Ring Led display

Hello everyone, I need some advice on how to continue with this project.

I want to make a sort of clock, but instead of using servo-motors to swing the clock pointers around, I wanted to make it with LEDs, something like a ring with 12 spaces, each space divided into 2 so the top sections would be for hours, the bottom ones for the minutes, that would give me 24 leds and that is quite a bit of pins to plug into a microcontroller.

I thought in using the ‘NeoPixel Ring’’ or even the Circular LED Bargraphs, but none of them come in a ‘12 led package’ as I’d need to the clock. The caseing for the leds is not a problem as I have a few friends with 3D printers that I could borrow to build a custom and fit case, my problem relies on how to use as few pins as possible.

Anyone here got an idea on how I can build an addressable LED ring so I don’t have to wire 48 pins to a microcontroller? I thought in buying a ‘NeoPixel Stick - 8 x WS2812 5050 RGB LED’ and breaking it apart, place them in a ring and just wire them back as they were before but I’m not sure if I could go and stick 4 extra leds to the same line of LEDs as it was only built to operate with 8.

Also, a separate question, would I be able to give a common anode pin to a lot of LEDs? Like, having the LEDs receive power from different output pins of an microcontroller but then all connect to the same pin and connect it to the ‘ground’ of the microcontroller?

stillnex:
Anyone here got an idea on how I can build an addressable LED ring so I don’t have to wire 48 pins to a microcontroller? I thought in buying a ‘NeoPixel Stick - 8 x WS2812 5050 RGB LED’ and breaking it apart, place them in a ring and just wire them back as they were before but I’m not sure if I could go and stick 4 extra leds to the same line of LEDs as it was only built to operate with 8.

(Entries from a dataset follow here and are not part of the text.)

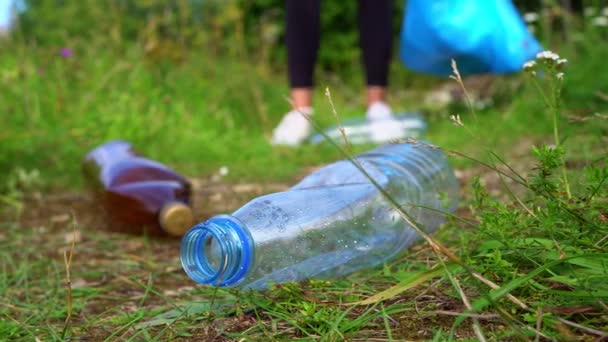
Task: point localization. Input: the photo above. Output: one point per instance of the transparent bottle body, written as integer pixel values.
(335, 221)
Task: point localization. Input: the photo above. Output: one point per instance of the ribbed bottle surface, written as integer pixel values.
(335, 221)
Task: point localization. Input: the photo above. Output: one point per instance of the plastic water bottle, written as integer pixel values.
(362, 130)
(137, 193)
(333, 222)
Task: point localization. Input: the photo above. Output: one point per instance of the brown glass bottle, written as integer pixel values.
(136, 193)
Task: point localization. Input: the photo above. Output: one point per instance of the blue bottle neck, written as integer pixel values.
(218, 252)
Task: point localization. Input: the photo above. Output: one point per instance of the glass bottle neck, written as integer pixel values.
(218, 252)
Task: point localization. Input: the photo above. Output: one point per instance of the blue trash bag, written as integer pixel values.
(483, 36)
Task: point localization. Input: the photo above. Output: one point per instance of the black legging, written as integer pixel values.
(303, 34)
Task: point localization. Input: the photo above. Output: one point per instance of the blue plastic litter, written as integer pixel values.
(483, 36)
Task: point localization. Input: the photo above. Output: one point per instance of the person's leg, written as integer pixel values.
(302, 36)
(376, 38)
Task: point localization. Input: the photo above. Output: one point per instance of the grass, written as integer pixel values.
(517, 226)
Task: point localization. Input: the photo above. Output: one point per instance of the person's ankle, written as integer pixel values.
(306, 110)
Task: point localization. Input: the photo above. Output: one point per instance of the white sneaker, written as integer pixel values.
(383, 125)
(379, 111)
(293, 128)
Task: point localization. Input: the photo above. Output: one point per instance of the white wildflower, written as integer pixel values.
(547, 55)
(531, 17)
(456, 120)
(529, 65)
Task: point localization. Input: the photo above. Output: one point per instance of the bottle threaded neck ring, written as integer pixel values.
(217, 252)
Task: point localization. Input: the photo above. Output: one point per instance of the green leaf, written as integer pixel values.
(409, 282)
(223, 306)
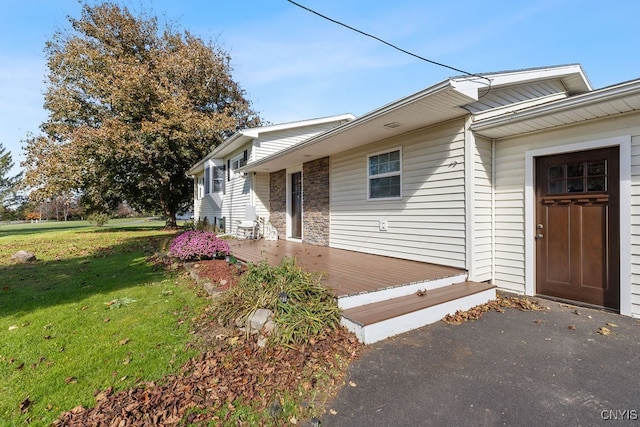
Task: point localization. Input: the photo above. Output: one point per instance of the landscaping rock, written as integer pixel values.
(269, 327)
(210, 288)
(258, 319)
(23, 256)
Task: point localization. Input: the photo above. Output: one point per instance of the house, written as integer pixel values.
(222, 191)
(526, 179)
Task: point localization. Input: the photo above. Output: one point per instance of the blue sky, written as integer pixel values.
(295, 65)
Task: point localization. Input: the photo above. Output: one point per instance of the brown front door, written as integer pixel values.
(577, 226)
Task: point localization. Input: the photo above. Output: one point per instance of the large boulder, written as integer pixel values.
(23, 256)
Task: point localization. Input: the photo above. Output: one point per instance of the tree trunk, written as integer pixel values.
(171, 220)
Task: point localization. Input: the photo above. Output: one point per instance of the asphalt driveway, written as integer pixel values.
(516, 368)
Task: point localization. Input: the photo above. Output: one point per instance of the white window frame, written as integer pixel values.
(220, 179)
(383, 175)
(236, 163)
(200, 188)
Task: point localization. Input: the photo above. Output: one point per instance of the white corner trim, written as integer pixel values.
(624, 143)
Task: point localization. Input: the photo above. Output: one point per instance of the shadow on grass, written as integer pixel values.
(27, 287)
(27, 229)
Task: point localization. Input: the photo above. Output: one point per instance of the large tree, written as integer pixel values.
(8, 184)
(132, 107)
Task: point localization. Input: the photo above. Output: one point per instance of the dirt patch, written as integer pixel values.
(218, 272)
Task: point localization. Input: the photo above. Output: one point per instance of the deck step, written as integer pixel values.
(379, 320)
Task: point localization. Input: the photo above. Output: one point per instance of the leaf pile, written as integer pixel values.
(499, 304)
(212, 386)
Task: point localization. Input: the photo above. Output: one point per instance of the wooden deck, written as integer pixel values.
(343, 272)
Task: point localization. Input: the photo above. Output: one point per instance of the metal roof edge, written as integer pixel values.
(599, 95)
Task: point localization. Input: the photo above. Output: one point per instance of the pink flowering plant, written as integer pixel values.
(196, 245)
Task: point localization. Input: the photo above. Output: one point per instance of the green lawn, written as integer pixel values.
(90, 314)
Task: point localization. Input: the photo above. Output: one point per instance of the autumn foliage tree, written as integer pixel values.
(131, 108)
(8, 184)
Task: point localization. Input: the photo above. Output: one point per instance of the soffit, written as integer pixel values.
(421, 110)
(607, 102)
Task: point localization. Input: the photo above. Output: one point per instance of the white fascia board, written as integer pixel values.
(255, 132)
(577, 101)
(360, 121)
(241, 137)
(563, 72)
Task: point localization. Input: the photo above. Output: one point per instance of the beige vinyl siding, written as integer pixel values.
(510, 204)
(635, 223)
(273, 142)
(205, 206)
(482, 219)
(237, 195)
(427, 224)
(261, 185)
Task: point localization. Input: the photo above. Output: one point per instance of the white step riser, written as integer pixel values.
(397, 291)
(378, 331)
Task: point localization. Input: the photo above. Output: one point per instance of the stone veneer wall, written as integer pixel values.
(278, 202)
(315, 202)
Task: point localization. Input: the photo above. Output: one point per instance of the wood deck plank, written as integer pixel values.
(377, 312)
(343, 272)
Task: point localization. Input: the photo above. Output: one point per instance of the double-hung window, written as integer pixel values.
(238, 162)
(218, 179)
(385, 175)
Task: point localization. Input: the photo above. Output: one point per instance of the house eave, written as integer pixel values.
(240, 138)
(618, 99)
(432, 105)
(439, 103)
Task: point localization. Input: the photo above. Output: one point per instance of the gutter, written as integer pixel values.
(583, 100)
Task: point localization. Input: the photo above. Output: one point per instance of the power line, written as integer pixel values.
(386, 42)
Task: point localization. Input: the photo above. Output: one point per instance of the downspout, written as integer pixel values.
(469, 180)
(493, 211)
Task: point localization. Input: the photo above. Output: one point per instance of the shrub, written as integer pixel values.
(196, 245)
(98, 219)
(308, 312)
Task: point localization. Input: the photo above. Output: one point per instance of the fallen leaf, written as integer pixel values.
(25, 404)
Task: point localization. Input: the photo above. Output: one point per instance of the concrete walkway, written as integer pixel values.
(533, 368)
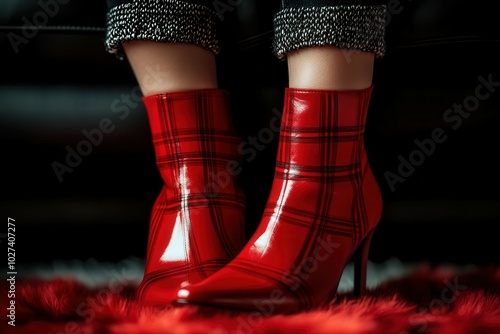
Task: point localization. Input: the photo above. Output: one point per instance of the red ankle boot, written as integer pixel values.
(324, 206)
(197, 221)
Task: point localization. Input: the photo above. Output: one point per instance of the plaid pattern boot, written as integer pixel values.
(323, 207)
(197, 221)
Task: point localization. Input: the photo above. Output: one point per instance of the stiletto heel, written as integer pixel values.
(361, 264)
(324, 205)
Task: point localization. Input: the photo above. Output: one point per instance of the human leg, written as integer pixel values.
(197, 221)
(324, 203)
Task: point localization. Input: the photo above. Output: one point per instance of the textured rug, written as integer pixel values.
(418, 299)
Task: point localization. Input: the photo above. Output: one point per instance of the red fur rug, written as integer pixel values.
(428, 300)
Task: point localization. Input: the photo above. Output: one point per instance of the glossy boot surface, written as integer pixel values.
(197, 221)
(323, 207)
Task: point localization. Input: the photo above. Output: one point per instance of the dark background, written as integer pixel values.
(58, 81)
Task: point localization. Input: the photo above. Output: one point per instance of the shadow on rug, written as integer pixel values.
(427, 300)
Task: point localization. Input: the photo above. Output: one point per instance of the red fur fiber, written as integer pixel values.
(428, 300)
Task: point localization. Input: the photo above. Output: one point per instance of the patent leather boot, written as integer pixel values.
(197, 221)
(323, 208)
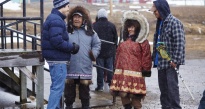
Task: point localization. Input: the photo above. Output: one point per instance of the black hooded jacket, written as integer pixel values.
(106, 31)
(164, 10)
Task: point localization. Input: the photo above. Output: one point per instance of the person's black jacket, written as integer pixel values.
(106, 31)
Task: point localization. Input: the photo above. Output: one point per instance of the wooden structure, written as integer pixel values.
(20, 59)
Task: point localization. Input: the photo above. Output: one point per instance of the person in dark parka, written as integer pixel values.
(170, 31)
(106, 31)
(57, 50)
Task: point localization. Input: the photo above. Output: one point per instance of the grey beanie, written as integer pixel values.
(102, 13)
(59, 3)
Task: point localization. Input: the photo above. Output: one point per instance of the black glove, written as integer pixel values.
(146, 73)
(75, 48)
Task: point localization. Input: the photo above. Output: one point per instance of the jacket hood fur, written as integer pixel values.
(87, 23)
(135, 15)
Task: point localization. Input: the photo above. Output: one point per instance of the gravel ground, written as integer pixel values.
(192, 72)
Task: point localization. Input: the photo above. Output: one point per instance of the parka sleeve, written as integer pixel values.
(96, 45)
(146, 56)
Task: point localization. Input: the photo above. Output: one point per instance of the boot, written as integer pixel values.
(127, 106)
(85, 103)
(69, 107)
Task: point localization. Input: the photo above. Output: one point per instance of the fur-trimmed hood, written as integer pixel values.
(135, 15)
(87, 23)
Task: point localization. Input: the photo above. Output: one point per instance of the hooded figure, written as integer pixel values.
(80, 69)
(170, 32)
(133, 60)
(106, 31)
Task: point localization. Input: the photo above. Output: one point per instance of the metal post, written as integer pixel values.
(24, 24)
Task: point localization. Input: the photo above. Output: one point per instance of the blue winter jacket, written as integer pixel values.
(55, 42)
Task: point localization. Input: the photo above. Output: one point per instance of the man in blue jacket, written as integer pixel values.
(56, 50)
(170, 31)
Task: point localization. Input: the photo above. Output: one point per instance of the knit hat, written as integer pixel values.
(59, 3)
(102, 13)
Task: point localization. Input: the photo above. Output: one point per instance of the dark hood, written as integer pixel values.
(163, 8)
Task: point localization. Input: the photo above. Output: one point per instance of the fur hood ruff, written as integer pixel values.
(135, 15)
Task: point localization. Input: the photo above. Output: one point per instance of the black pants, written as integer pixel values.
(70, 93)
(168, 85)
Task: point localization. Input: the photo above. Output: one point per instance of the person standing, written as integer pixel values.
(57, 50)
(170, 31)
(133, 60)
(107, 32)
(80, 70)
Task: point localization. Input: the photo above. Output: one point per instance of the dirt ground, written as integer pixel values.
(193, 18)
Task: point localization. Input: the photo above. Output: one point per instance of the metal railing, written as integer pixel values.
(13, 31)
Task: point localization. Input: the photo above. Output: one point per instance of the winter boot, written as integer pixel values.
(69, 107)
(85, 103)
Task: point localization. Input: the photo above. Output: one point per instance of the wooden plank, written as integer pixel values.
(40, 88)
(23, 92)
(15, 58)
(11, 74)
(28, 74)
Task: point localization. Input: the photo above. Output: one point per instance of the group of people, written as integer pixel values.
(70, 48)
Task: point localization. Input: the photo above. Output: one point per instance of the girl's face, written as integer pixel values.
(77, 21)
(131, 30)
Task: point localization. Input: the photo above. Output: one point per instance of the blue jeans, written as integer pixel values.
(168, 85)
(106, 63)
(58, 75)
(202, 102)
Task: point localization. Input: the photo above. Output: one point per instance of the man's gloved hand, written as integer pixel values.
(91, 55)
(146, 73)
(75, 48)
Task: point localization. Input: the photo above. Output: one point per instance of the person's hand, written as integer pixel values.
(75, 48)
(91, 55)
(173, 64)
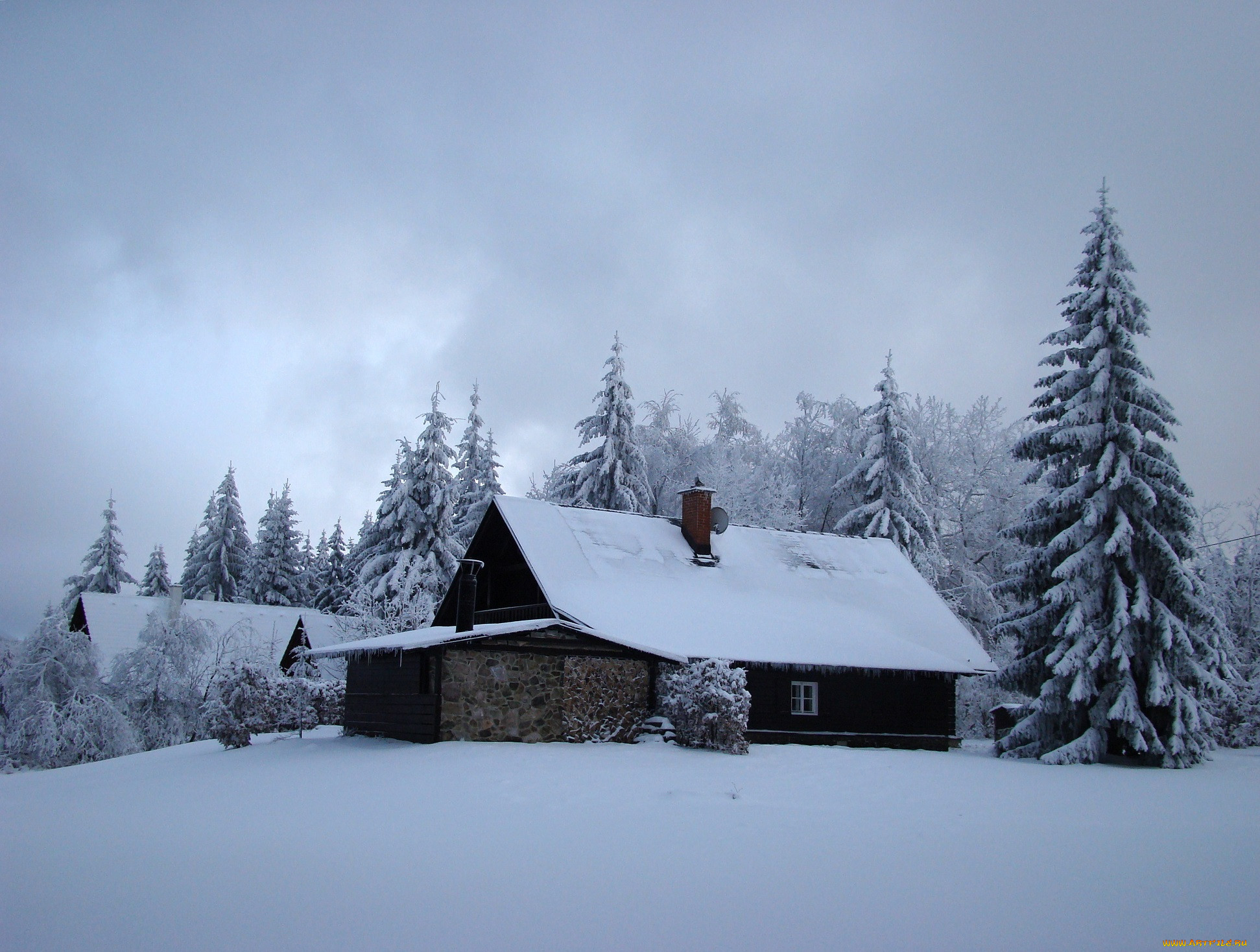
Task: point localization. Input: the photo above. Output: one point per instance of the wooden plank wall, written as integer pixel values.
(855, 702)
(387, 694)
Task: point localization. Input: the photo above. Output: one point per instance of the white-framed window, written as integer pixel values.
(804, 696)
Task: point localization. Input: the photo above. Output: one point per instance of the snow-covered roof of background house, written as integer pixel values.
(115, 623)
(778, 597)
(446, 635)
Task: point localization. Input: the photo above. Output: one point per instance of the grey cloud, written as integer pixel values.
(263, 233)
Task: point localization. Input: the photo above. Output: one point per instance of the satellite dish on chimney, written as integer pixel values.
(720, 519)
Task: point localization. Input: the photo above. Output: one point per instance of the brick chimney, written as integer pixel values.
(465, 596)
(698, 517)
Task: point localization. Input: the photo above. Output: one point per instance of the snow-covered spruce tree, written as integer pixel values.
(1115, 645)
(411, 553)
(158, 684)
(102, 565)
(156, 578)
(57, 711)
(708, 703)
(309, 572)
(477, 480)
(217, 565)
(335, 576)
(358, 551)
(613, 475)
(278, 560)
(744, 469)
(890, 481)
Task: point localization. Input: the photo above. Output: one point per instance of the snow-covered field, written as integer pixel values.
(368, 844)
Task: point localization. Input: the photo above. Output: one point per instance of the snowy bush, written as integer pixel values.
(240, 706)
(250, 699)
(56, 712)
(158, 684)
(708, 704)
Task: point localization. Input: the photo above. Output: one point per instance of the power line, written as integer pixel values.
(1226, 541)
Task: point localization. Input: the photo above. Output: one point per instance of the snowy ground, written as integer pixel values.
(367, 844)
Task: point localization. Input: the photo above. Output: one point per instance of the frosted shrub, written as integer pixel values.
(158, 684)
(54, 706)
(708, 704)
(250, 699)
(240, 706)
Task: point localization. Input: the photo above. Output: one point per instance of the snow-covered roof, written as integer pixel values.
(778, 597)
(115, 623)
(445, 635)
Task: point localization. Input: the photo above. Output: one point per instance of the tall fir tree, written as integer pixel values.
(477, 479)
(217, 565)
(278, 558)
(888, 480)
(410, 553)
(156, 578)
(1115, 644)
(613, 475)
(102, 565)
(335, 578)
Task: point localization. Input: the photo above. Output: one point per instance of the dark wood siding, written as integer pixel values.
(390, 694)
(886, 708)
(506, 584)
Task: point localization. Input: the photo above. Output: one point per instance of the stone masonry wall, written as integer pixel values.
(514, 695)
(503, 695)
(605, 698)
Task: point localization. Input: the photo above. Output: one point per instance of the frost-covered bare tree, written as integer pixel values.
(159, 684)
(56, 709)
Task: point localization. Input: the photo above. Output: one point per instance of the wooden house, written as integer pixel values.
(562, 617)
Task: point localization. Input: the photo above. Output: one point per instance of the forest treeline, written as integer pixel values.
(1124, 620)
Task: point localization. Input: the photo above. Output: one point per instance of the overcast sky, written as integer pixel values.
(261, 233)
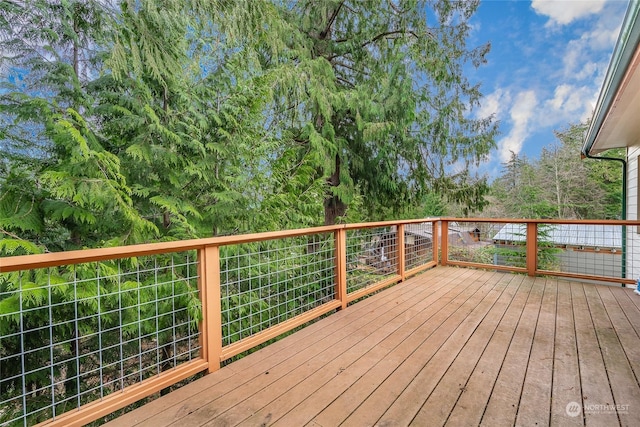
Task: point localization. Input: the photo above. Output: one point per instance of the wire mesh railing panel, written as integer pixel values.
(265, 283)
(418, 244)
(490, 243)
(588, 249)
(372, 256)
(73, 334)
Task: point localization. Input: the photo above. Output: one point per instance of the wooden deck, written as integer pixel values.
(451, 346)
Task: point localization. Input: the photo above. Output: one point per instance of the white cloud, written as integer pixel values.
(492, 104)
(522, 112)
(569, 104)
(564, 12)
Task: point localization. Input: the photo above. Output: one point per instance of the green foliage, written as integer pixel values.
(560, 184)
(77, 326)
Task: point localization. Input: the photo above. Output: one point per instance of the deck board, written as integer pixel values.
(451, 346)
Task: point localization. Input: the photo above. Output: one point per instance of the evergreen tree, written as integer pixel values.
(379, 101)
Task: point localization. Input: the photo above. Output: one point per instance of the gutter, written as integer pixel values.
(622, 56)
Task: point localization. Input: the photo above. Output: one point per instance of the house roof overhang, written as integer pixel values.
(616, 118)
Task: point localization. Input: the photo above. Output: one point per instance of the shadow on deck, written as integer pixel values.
(451, 346)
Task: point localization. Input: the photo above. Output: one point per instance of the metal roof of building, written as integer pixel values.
(596, 236)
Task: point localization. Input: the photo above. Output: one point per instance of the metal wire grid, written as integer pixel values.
(598, 250)
(372, 256)
(74, 334)
(418, 244)
(266, 283)
(488, 243)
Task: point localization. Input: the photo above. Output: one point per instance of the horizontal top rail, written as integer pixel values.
(15, 263)
(546, 221)
(20, 262)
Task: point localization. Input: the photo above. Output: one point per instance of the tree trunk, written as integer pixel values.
(333, 206)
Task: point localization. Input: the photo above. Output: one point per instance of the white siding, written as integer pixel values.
(633, 238)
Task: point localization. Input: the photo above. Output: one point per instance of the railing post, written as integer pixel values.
(401, 251)
(444, 245)
(435, 242)
(341, 266)
(209, 288)
(532, 248)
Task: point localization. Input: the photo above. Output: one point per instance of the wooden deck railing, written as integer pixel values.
(85, 333)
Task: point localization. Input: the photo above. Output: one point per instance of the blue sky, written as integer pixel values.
(547, 63)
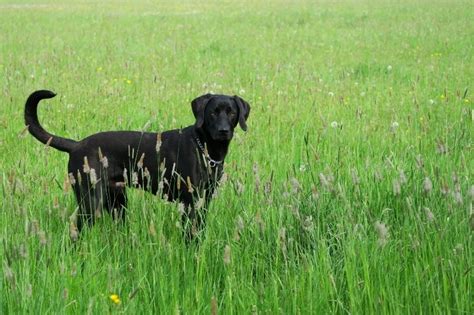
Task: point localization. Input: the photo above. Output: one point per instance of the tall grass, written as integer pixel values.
(351, 192)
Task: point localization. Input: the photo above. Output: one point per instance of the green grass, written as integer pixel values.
(311, 215)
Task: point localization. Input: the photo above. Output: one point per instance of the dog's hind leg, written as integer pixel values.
(117, 202)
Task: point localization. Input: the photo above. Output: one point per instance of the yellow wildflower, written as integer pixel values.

You certainly could do the above or buy the pixels individually and wire up your own 24 pixel string (or two 12 pixel strings). Both SFE and Adafruit sell them.

https://www.sparkfun.com/products/11821

http://www.adafruit.com/products/1655

Or you might use something like 2 of these. (note it’s WS2801 not WS2811, WS2812a/b)

https://www.sparkfun.com/products/11020

Or get one and add …

https://www.sparkfun.com/products/10866

Or even better (25 LEDs) …

http://www.adafruit.com/products/738

http://www.adafruit.com/products/322

Lastly you could use shift registers to expand the output of 2-3 pins into 48.

https://www.sparkfun.com/products/734

https://learn.sparkfun.com/tutorials/shift-registers

Thanks for the help, I think I will just buy a couple of pixels and wire them myself, looks like it will be much cheaper and will allow me to work it just the way I need.

On the Shift register: Never heard of them before, I bet would be a cool thing to learn but right now, on this project, I’m trying to be really minimalistic and I think that using the pixels would be better than sticking another chip to it. But I’m definetely taking a look at it, should fit perfectly in another project I have in mind.